Any party to this Agreement may change its address by written notice to the
other party complying as to delivery with the terms of this Section. All such
notices, requests, demands and other communications shall, when delivered by
courier, mailed or telecopied, respectively, be effective when delivered to the
courier, deposited in the mails or sent on the telecopier, respectively,
addressed as aforesaid.

                  (d) Fees, Costs and Expenses. Irrespective of whether the
Closing is effected, the Company shall pay all costs and expenses that it incurs
with respect to the negotiation, execution, delivery and performance of this
Agreement. If the Closing is effected, the Company shall, at the Closing,
reimburse the reasonable fees of Stradling, Yocca, Carlson & Rauth, special
counsel for the Investors, not to exceed an aggregate of $25,000, and shall upon
receipt of a bill therefor, reimburse the out of pocket expenses of such
counsel. If any action at law or in equity is necessary to enforce or interpret
the terms of this Agreement or the Certificate of Designation, the prevailing
party shall be entitled to reasonable attorney's fees, costs and necessary
disbursements in addition to any other relief to which such party may be
entitled.

                  (e) Binding Effect, Assignment. Except as otherwise
specifically provided for herein, the terms and conditions of this Agreement
shall inure to the benefit of and be binding upon the respective successors and
assigns of the parties (including transferees of any of the shares sold
hereunder).
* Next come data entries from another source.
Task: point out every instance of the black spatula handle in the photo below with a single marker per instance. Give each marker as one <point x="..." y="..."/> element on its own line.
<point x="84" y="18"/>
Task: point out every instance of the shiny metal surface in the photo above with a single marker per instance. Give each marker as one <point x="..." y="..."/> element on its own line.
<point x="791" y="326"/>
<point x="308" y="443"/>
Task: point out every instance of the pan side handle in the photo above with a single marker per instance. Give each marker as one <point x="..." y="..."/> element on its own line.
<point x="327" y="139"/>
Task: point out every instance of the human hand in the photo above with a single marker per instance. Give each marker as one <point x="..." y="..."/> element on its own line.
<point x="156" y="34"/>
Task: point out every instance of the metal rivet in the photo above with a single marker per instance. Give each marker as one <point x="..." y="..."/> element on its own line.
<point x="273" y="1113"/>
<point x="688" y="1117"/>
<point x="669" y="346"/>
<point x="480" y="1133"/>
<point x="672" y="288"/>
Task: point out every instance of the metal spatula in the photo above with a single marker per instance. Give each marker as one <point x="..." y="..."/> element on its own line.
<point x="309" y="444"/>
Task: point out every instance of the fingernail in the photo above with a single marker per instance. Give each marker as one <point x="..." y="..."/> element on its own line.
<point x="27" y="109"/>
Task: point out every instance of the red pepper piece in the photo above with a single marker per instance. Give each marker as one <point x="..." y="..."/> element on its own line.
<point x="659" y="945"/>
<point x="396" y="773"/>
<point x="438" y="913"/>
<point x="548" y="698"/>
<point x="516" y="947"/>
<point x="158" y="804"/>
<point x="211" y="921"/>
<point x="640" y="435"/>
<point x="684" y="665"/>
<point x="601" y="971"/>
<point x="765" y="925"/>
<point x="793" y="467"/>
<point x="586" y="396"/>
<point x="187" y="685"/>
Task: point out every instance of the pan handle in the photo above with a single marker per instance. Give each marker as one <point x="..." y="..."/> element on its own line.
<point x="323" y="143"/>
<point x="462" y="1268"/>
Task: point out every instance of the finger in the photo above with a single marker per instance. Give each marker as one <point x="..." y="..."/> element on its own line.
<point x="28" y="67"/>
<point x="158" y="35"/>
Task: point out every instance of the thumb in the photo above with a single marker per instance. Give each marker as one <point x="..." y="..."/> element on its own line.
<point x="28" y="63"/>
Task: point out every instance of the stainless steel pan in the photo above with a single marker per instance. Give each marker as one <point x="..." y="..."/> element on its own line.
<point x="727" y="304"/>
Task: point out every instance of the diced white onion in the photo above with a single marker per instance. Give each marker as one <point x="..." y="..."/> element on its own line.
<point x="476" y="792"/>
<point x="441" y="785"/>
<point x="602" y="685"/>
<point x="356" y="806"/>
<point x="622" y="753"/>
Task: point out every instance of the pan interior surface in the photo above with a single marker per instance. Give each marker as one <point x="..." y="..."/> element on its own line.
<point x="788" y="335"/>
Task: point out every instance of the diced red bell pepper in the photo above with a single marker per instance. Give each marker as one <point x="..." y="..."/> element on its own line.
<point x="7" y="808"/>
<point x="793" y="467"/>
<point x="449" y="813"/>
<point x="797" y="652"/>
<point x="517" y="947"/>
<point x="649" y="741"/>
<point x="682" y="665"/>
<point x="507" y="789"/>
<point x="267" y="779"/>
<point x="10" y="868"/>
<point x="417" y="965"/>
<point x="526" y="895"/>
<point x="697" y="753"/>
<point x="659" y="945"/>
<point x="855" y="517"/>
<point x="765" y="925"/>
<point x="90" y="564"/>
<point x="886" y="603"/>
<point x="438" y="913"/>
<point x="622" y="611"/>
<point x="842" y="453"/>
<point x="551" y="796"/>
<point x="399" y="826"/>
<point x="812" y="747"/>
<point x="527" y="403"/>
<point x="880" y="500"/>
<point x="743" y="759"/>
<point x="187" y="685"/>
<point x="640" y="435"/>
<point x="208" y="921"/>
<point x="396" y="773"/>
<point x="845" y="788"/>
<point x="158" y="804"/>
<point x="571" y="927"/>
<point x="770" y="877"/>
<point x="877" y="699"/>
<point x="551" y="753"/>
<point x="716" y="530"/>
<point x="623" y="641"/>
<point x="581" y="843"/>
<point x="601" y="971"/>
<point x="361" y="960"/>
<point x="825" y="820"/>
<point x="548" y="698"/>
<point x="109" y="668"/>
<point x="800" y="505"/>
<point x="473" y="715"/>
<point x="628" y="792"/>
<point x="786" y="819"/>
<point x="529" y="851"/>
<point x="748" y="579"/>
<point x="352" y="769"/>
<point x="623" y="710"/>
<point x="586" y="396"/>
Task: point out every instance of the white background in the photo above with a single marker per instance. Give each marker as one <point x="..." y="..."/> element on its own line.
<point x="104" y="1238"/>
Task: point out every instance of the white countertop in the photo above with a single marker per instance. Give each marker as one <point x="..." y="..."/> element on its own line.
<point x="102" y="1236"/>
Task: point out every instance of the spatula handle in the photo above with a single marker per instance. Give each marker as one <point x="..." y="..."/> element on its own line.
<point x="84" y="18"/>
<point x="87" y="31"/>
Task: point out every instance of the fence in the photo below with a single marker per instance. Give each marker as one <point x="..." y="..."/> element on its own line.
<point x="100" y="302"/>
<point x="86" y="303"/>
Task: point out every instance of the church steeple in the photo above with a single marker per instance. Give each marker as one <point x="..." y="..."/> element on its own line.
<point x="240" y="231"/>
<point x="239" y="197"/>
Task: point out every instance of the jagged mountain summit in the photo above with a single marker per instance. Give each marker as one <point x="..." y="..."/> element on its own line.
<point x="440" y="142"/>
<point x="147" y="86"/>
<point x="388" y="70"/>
Nothing in this Agreement, express or implied, is intended to confer
upon any party other than the parties hereto or their respective successors and
assigns any rights, remedies, obligations, or liabilities under or by reason of
this Agreement, except as expressly provided in this Agreement.

                  (f) Survival of Representations and Warranties. All
representations and warranties made in this Agreement shall survive the
execution and delivery hereof, the Closing

                                       10
<PAGE>   11
hereunder, and any examination made by the Investors for a period of eighteen
(18) months following the Closing.

                  (g) Prior Agreements. This Agreement constitutes the entire
agreement between the parties and supersedes any prior understandings or
agreements concerning the subject matter hereof.

                  (h) Severability. The invalidity or unenforceability of any
provision hereof shall in no way affect the validity or enforceability of any
other provision.

                  (i) Public Disclosure. The Company shall consult with the
holders of a majority of the outstanding Preferred Stock prior to making the
initial public disclosure concerning the transactions contemplated hereby.

                  (j) Governing Law. This Agreement shall be governed by and
construed in accordance with, the laws of the State of California without giving
effect to principles of conflict of laws.

                  (k) Headings. Section and subsection headings in this
Agreement are included herein for convenience of reference only and shall
not-constitute a part of this Agreement for any other purpose.

                  (l) Counterparts. This Agreement may be executed in any number
of counterparts, all of which taken together shall constitute one and the same
instrument, and either of the parties hereto may execute this Agreement by
signing any such counterpart.

                                       11
<PAGE>   12
         IN WITNESS WHEREOF, the Company and the Investors have caused this
Agreement to be executed by their respective officers thereunto duly authorized,
as of the date first above written.

                                     THE CERPLEX GROUP, INC.


                                     By:
                                         ------------------------------------
                                     Title:
                                            ---------------------------------


                                     SPROUT GROWTH II, L.P.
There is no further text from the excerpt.